January 29, 2014
WASHINGTON EXAMINER: Bridgegate Is Nothing Compared To Obama’s Payback Theater.
Consider the government shutdown last fall when the president authorized the needless closing of federal parks and museums in an attempt to smear Republicans. Obama’s team got so carried away that they even tried to close state-run parks in Wisconsin that weren’t dependent on federal funds. Wisconsin Gov. Scott Walker had to defy federal orders to keep them open.
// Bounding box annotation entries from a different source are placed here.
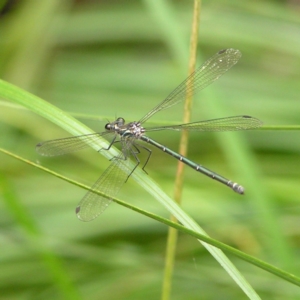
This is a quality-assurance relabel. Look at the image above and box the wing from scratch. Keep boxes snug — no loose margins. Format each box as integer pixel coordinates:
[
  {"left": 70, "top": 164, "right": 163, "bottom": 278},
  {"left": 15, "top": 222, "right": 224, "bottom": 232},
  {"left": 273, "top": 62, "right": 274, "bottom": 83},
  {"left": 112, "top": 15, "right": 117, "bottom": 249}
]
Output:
[
  {"left": 76, "top": 145, "right": 133, "bottom": 222},
  {"left": 146, "top": 116, "right": 263, "bottom": 132},
  {"left": 140, "top": 49, "right": 242, "bottom": 123}
]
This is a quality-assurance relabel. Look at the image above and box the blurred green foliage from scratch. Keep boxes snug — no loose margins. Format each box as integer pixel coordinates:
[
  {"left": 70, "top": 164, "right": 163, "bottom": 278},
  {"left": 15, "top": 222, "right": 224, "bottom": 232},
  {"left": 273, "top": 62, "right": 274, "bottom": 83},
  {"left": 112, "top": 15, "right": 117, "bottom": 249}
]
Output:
[{"left": 0, "top": 0, "right": 300, "bottom": 300}]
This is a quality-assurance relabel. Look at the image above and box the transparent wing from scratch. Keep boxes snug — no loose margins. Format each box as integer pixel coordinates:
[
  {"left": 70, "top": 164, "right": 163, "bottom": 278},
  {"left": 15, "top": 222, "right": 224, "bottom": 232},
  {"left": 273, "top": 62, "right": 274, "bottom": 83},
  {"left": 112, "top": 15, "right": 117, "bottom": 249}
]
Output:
[
  {"left": 140, "top": 49, "right": 242, "bottom": 123},
  {"left": 36, "top": 131, "right": 110, "bottom": 156},
  {"left": 76, "top": 145, "right": 132, "bottom": 222},
  {"left": 146, "top": 116, "right": 263, "bottom": 132}
]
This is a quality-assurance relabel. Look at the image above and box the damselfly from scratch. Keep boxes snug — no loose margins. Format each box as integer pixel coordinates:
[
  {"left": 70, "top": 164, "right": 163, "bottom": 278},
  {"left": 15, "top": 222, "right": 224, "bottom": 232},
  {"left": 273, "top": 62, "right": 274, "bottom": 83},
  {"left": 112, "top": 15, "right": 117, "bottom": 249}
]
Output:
[{"left": 36, "top": 49, "right": 262, "bottom": 221}]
Then there were the Tea Party groups that challenged the Obama agenda and soon found themselves targeted and harassed by the IRS. Yes, the tax official who ran the program claimed her Fifth Amendment right against self-incrimination in a congressional hearing, but don’t expect any criminal charges to emerge from the IRS scandal. Attorney General Eric Holder’s Justice Department sees no evil in it, perhaps because the government attorney in charge of the investigation is a long-time Obama donor.
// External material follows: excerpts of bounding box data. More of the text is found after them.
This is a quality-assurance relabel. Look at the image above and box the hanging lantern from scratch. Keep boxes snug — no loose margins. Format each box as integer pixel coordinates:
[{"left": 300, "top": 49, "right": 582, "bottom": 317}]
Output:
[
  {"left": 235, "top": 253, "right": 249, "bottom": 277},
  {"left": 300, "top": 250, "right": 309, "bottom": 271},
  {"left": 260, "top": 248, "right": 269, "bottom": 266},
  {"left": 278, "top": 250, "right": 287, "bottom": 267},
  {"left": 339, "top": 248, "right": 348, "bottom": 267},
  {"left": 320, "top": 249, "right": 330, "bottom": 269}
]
Another example of “the Chicago Way” as applied in Washington emerged this week in a legal filing by Standard and Poor’s, which faces federal fraud charges. An executive recounted how then-Treasury Secretary Tim Geithner said the feds would seek payback for S&P downgrading the U.S. credit rating. Recall that back in August 2011, S&P dropped its credit-worthiness rating for the U.S. from AAA to just AA+. It was a reasonable decision, given the staggering U.S. debt load and the chronic inability of Congress to agree on annual budgets.
It was also highly embarrassing to a White House then gearing up for a re-election campaign. Two days after S&P’s announcement, McGraw Hill CEO Harold McGraw got a call from a steaming-mad Geithner, who told him the rating agency had made a huge mistake.
I can’t help but feel that the press’s focus on Christie is not just the obvious political shilling, but also, in some sense, a displacement response. Bullied by Obama, but unwilling to go after him for it, they turn their attention to smaller-scale targets that are safe.